Depending upon the (largely unspoken, but nevertheless critical) presuppositions which each listener starts out with, one will decide which player in the above debate is the "winner".
This was on Firing Line in the rearly 70s, wasn't it?
I think I saw this program when it was first broadcast.
FWIW I think Chomsky debates more honestly that Buckley does, but they are both world class debaters, without a doubt.
FWIW part II, I think the above debate is bearly relevant to today's news.
Sinc eht fall of the Soviet Union, the plan has changed considerable.
During the cold war the masters of the free world were all about defeating the superpower of the Soviet.
NOW, the masters of the free world are all about defeating the power of the American people. I say it that way because those masters have long controlled our government, but not our people.
But forty years of stripping the American people of their wealth through free trade has just about finished off any chance that the American people will ever wrest control of their own government back from the master class which dominate both our poltical parties.
I'm not sure that Chomsky has yet come to the realization yet, that the next victim of the new world order demands the end of American souvereignty, but that IS the plan and it seems to be going swimmingly.
Incidently, this world wide depression we are headed into does not SEEM TO BE part of their plan.
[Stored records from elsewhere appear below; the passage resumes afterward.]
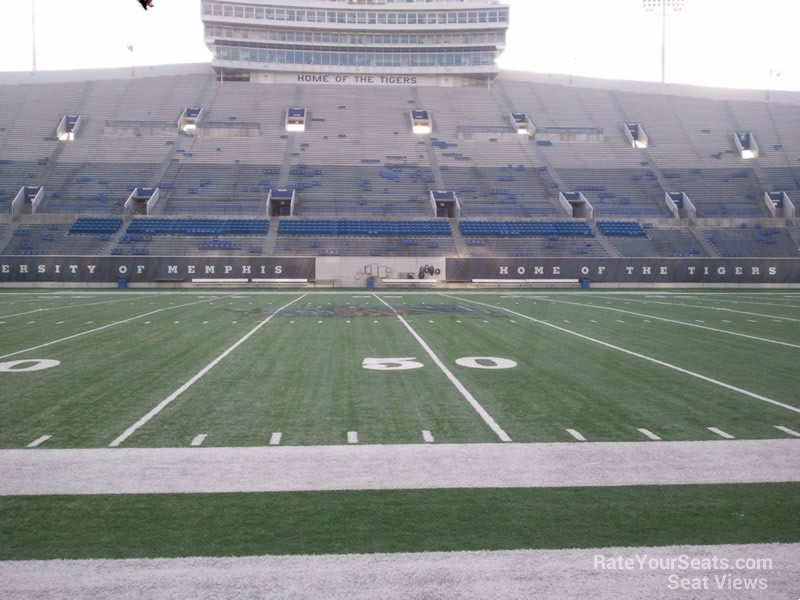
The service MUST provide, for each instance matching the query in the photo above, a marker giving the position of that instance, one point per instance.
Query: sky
(721, 43)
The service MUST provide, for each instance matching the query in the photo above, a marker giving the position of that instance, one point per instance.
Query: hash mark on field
(721, 433)
(791, 432)
(200, 374)
(649, 434)
(576, 434)
(37, 442)
(476, 406)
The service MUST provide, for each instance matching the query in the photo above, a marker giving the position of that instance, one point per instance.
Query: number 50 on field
(409, 364)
In fact, I think this depression really is an unplanned unwelcomed outcome of that goofy notion that deregulation is a good thing, and nothing more than that
I could be wrong about that, of course, because these people are terrible clever and capable of thinking in long term ways that are difficult to fathom from the sidelines where I'm sitting.
But, were I developing a master plan to neuter the nation states, a world wide depression at this time would not have been part of my plan.
That world wide depression would come later -- much later.
I wouldn't create a world wide depression until the nation states were more firmly under the control of the international organizations.
THEN that world wide depression would starve about half the world's population, and give the masters that ever popular excuse that
"We didn't kill all those people...the invisible hand of the market did"
Hey, I'm not too paranoid or anything, am I?